Gas sales become easier for landfill operators

Republic Services Landfill at 7001 S. Bryant Ave. in Oklahoma City was the first landfill in the state to capture its methane gas for commercial use. (Photo by Brent Fuchs)

By Sara Terry-Cobo, The Journal Record.

OKLAHOMA CITY – Business opportunities are opening up to Oklahoma landfill owners, thanks to changes in federal laws. National clean air incentives are improving the economics for projects that turn waste into fuel. That could turn into cheaper compressed natural gas for municipal fleet owners.

Adriane Jaynes said she’s trying to connect those city fleet managers to the landfill operators. She coordinates the Tulsa Clean Cities program, a local chapter of a national coalition to cut air pollution in government fleets. Landfill gas conversion projects will help her members, many of whom already have compressed natural gas, or CNG-fueled vehicles as part of their city fleets.

Those landfill-gas-to-CNG projects are particularly attractive to Clean Cities members who have their own natural gas fueling stations on municipal property, she said.

Decomposing garbage in landfills creates methane, but the smog-forming gas can’t just be released into the air, said Oklahoma Department of Environmental Quality’s Fenton Rood. Landfill operators can burn that gas, or capture it and use it. The methane rotting garbage produces can be processed to have the same properties as the natural gas that resides in underground rock formations.

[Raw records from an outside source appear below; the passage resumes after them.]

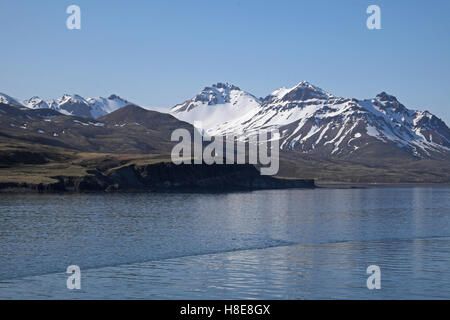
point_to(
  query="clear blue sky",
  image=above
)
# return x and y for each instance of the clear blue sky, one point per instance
(159, 53)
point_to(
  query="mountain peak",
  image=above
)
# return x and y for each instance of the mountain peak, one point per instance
(383, 96)
(221, 85)
(300, 92)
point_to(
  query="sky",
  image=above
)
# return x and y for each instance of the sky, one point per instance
(160, 53)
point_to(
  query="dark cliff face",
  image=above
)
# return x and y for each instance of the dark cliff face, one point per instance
(166, 176)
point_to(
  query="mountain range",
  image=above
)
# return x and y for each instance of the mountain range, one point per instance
(310, 120)
(313, 121)
(71, 104)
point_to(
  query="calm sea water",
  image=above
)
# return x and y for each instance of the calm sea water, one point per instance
(284, 244)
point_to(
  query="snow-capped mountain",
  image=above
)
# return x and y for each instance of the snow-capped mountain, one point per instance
(219, 108)
(310, 120)
(72, 104)
(4, 98)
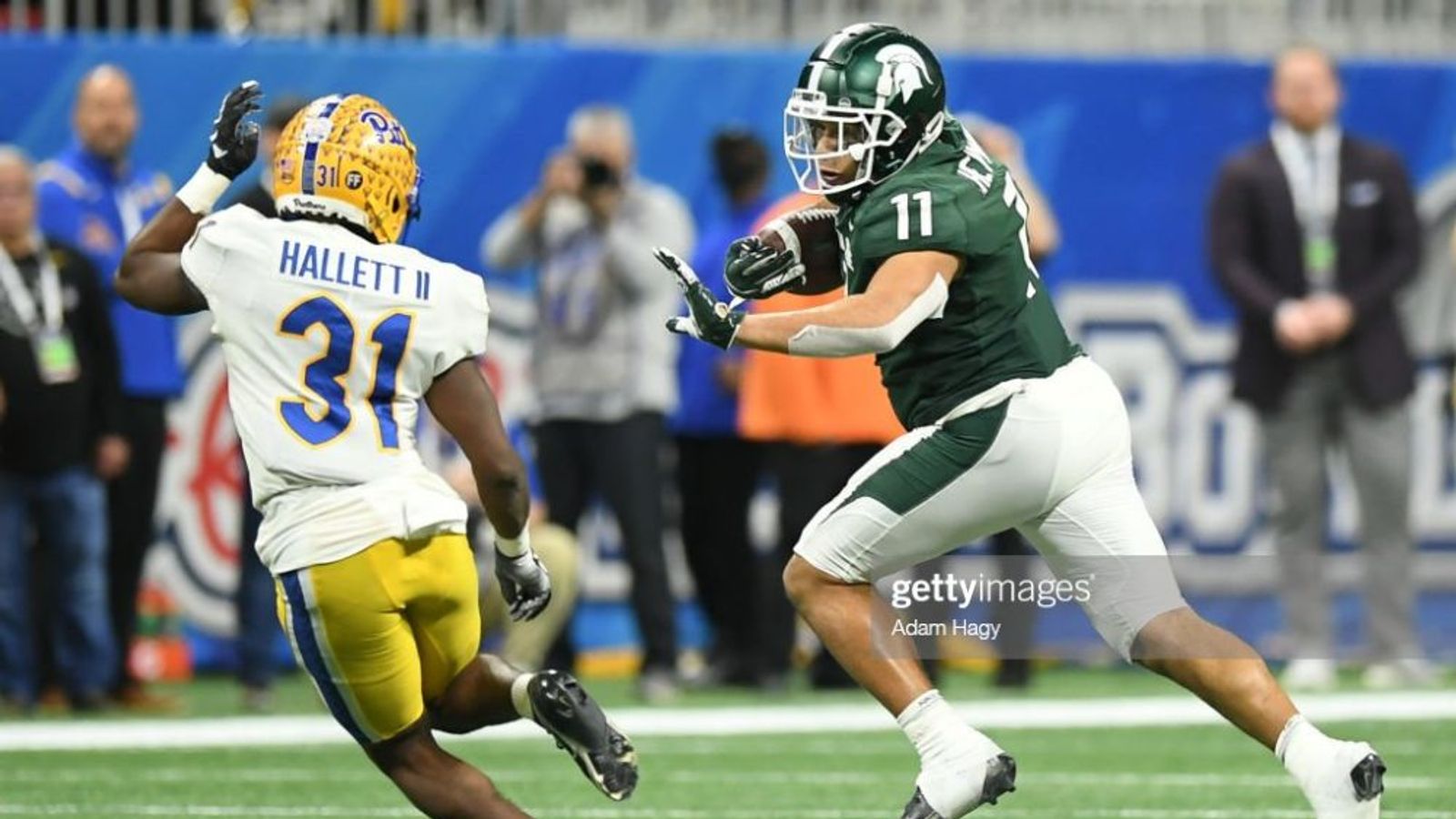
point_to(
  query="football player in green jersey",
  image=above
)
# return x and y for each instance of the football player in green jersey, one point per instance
(1011, 426)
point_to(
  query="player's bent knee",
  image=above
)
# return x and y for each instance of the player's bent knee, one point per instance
(803, 579)
(411, 751)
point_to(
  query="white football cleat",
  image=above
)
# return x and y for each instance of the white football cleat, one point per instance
(1344, 780)
(967, 789)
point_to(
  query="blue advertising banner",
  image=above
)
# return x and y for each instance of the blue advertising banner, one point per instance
(1126, 150)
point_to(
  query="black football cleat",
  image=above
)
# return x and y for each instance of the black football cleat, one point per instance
(579, 726)
(1001, 778)
(1369, 777)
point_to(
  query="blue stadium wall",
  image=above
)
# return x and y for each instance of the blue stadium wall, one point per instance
(1126, 149)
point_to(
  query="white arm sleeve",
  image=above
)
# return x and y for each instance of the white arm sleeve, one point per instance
(839, 341)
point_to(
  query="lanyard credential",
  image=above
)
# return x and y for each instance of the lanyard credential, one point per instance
(19, 295)
(56, 358)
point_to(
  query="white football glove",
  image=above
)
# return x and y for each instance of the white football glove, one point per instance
(524, 584)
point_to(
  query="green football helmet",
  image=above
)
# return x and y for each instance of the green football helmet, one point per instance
(873, 94)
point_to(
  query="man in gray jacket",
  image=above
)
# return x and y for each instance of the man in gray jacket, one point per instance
(602, 369)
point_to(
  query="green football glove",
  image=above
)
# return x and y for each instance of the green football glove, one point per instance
(754, 270)
(708, 319)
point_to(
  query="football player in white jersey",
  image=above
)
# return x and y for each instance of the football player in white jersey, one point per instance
(334, 334)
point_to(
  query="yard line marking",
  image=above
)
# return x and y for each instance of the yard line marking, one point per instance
(55, 809)
(1099, 778)
(245, 732)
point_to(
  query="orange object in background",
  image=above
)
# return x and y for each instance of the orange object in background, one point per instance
(159, 652)
(812, 401)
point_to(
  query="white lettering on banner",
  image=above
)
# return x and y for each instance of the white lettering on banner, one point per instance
(1196, 450)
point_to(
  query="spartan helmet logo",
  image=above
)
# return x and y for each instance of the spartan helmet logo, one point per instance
(902, 72)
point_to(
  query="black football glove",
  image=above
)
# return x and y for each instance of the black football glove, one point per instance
(524, 584)
(235, 140)
(708, 319)
(754, 270)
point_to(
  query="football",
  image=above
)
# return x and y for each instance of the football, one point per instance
(810, 237)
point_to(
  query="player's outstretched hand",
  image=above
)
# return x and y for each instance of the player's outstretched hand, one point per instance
(235, 138)
(708, 319)
(524, 583)
(754, 270)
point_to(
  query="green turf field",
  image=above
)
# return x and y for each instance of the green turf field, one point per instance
(1191, 771)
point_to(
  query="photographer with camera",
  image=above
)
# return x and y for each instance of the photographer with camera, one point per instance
(603, 373)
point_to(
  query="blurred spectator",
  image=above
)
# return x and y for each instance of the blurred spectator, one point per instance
(1016, 557)
(1312, 232)
(822, 420)
(523, 644)
(94, 197)
(257, 620)
(57, 440)
(602, 365)
(717, 468)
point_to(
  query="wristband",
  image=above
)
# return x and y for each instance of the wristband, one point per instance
(514, 547)
(203, 189)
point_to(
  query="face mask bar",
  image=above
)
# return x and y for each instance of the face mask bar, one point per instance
(815, 131)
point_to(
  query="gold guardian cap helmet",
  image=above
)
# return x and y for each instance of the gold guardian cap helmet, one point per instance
(349, 159)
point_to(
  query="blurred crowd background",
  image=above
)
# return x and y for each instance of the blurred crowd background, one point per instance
(1274, 296)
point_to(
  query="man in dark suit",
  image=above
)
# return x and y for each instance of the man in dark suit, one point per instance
(1312, 234)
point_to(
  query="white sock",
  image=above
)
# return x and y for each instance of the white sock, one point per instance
(1296, 724)
(1321, 765)
(953, 753)
(521, 698)
(935, 729)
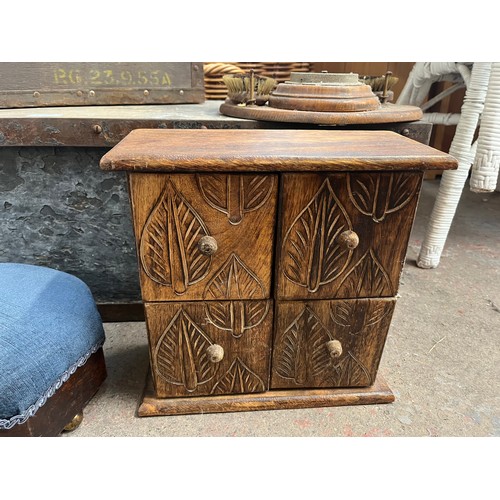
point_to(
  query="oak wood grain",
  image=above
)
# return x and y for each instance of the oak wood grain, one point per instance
(378, 393)
(171, 213)
(271, 150)
(315, 209)
(180, 334)
(304, 330)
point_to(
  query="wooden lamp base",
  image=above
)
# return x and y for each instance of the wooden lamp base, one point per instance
(150, 406)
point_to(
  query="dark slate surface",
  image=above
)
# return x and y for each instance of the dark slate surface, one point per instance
(58, 209)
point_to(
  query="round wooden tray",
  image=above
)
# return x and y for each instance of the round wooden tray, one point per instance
(387, 113)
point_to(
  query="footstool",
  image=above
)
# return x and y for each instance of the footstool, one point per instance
(51, 357)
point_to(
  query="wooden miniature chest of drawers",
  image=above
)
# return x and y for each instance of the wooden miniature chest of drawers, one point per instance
(269, 261)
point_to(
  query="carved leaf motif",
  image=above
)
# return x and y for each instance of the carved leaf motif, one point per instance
(379, 195)
(350, 372)
(239, 379)
(367, 278)
(311, 255)
(180, 357)
(235, 194)
(302, 351)
(356, 316)
(168, 249)
(236, 316)
(234, 280)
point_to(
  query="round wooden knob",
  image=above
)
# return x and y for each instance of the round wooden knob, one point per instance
(334, 348)
(207, 245)
(215, 353)
(348, 239)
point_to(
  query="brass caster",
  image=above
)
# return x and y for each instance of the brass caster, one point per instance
(75, 423)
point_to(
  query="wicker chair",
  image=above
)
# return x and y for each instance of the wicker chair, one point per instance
(480, 113)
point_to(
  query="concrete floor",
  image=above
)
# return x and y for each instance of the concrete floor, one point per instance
(441, 358)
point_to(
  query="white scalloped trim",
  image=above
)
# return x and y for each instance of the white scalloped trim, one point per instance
(20, 419)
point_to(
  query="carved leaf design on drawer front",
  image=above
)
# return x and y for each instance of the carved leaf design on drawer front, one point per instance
(235, 281)
(239, 379)
(358, 315)
(180, 357)
(302, 351)
(367, 278)
(235, 194)
(379, 195)
(168, 249)
(311, 255)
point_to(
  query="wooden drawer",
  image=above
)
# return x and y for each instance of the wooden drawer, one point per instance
(318, 210)
(172, 213)
(334, 343)
(187, 340)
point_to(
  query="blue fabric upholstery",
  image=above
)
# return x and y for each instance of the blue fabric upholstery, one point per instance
(49, 325)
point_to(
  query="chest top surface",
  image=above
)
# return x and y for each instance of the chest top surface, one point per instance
(179, 150)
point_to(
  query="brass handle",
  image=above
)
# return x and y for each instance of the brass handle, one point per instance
(215, 353)
(334, 348)
(207, 245)
(348, 239)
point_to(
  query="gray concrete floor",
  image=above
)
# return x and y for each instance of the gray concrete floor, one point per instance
(441, 359)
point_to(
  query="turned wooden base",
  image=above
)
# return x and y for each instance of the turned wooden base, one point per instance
(61, 409)
(150, 406)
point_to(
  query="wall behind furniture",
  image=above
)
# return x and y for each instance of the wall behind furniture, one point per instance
(441, 135)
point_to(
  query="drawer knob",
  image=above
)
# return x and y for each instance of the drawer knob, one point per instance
(215, 353)
(334, 348)
(348, 239)
(207, 245)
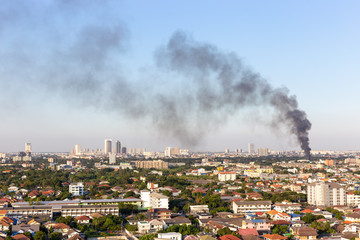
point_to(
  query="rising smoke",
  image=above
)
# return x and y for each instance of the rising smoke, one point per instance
(214, 84)
(223, 83)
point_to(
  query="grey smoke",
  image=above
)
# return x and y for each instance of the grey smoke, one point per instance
(223, 85)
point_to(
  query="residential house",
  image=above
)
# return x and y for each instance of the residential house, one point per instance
(170, 235)
(273, 237)
(229, 237)
(304, 233)
(83, 219)
(353, 217)
(251, 206)
(287, 207)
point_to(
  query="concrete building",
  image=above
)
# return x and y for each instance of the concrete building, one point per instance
(112, 158)
(158, 200)
(145, 198)
(157, 164)
(118, 147)
(77, 149)
(263, 151)
(251, 206)
(353, 199)
(108, 146)
(251, 149)
(226, 176)
(28, 147)
(326, 194)
(76, 189)
(170, 235)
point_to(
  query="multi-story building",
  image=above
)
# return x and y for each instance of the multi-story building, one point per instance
(87, 210)
(226, 176)
(107, 147)
(158, 200)
(287, 207)
(326, 194)
(157, 164)
(251, 206)
(353, 199)
(76, 189)
(118, 147)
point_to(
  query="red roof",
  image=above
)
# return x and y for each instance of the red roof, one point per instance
(82, 218)
(229, 237)
(274, 236)
(244, 232)
(307, 211)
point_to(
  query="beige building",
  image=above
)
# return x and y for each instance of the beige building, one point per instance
(326, 194)
(227, 176)
(251, 206)
(157, 164)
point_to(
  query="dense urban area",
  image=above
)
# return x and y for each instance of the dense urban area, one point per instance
(177, 194)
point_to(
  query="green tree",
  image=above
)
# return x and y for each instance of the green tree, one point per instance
(147, 237)
(55, 236)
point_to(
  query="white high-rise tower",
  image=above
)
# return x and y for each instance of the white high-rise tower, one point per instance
(107, 148)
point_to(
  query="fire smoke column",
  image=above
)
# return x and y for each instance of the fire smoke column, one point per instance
(222, 86)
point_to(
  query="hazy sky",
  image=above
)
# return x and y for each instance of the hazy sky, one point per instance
(78, 72)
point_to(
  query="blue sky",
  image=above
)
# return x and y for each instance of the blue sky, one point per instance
(311, 47)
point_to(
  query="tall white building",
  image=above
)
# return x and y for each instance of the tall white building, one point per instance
(76, 189)
(326, 194)
(226, 176)
(28, 147)
(77, 150)
(154, 200)
(251, 149)
(107, 147)
(112, 158)
(118, 147)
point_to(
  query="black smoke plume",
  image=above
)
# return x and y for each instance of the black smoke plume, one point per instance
(223, 86)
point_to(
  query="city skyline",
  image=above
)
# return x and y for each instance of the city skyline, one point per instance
(310, 48)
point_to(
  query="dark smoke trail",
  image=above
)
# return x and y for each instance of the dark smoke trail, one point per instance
(223, 84)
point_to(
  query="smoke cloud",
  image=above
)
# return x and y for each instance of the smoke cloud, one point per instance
(224, 86)
(204, 85)
(214, 85)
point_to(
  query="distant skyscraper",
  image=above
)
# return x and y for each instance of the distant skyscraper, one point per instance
(251, 148)
(107, 147)
(28, 147)
(112, 158)
(263, 151)
(77, 150)
(123, 150)
(117, 147)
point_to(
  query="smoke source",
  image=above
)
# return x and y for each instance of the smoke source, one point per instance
(223, 86)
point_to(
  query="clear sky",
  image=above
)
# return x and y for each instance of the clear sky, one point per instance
(78, 72)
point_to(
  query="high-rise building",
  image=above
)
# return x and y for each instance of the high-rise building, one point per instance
(117, 147)
(77, 149)
(326, 194)
(123, 150)
(251, 148)
(28, 147)
(263, 151)
(107, 147)
(112, 158)
(167, 152)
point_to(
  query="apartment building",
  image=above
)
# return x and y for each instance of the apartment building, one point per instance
(226, 176)
(76, 189)
(157, 164)
(251, 206)
(326, 194)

David Cox travels the country explaining those landfill-to-CNG opportunities to fleet owners. The general counsel for a nonprofit trade association, the Coalition for Renewable Natural Gas, said the processing equipment has been around for years. But a 2014 change in the national Clean Air Act allowed landfill gas to qualify for renewable fuel incentives. The change helps those projects become economical and competitive against geologic natural gas, he said.

An Ardmore landfill operator is examining several possible purchasers for a renewable natural gas project, said Rood, the DEQ’s land protection division assistant director. One buyer would use the gas for a CNG fleet, one would process the gas to put it into a pipeline, he said.

The first landfill in Oklahoma to capture and reuse its methane gas was a Republic Services-owned facility near the Plaza Mayor at the Crossroads, near Interstate 240. The buyer was General Motors. But that changed when the auto plant closed, Rood said.

“They are still selling some to a plastics manufacturer, but in the absence of (GM’s) demand, they have to flare some,” he said.

Cox said he expects more landfill-gas-to-CNG projects will emerge soon, in part because of the demand for CNG in vehicles.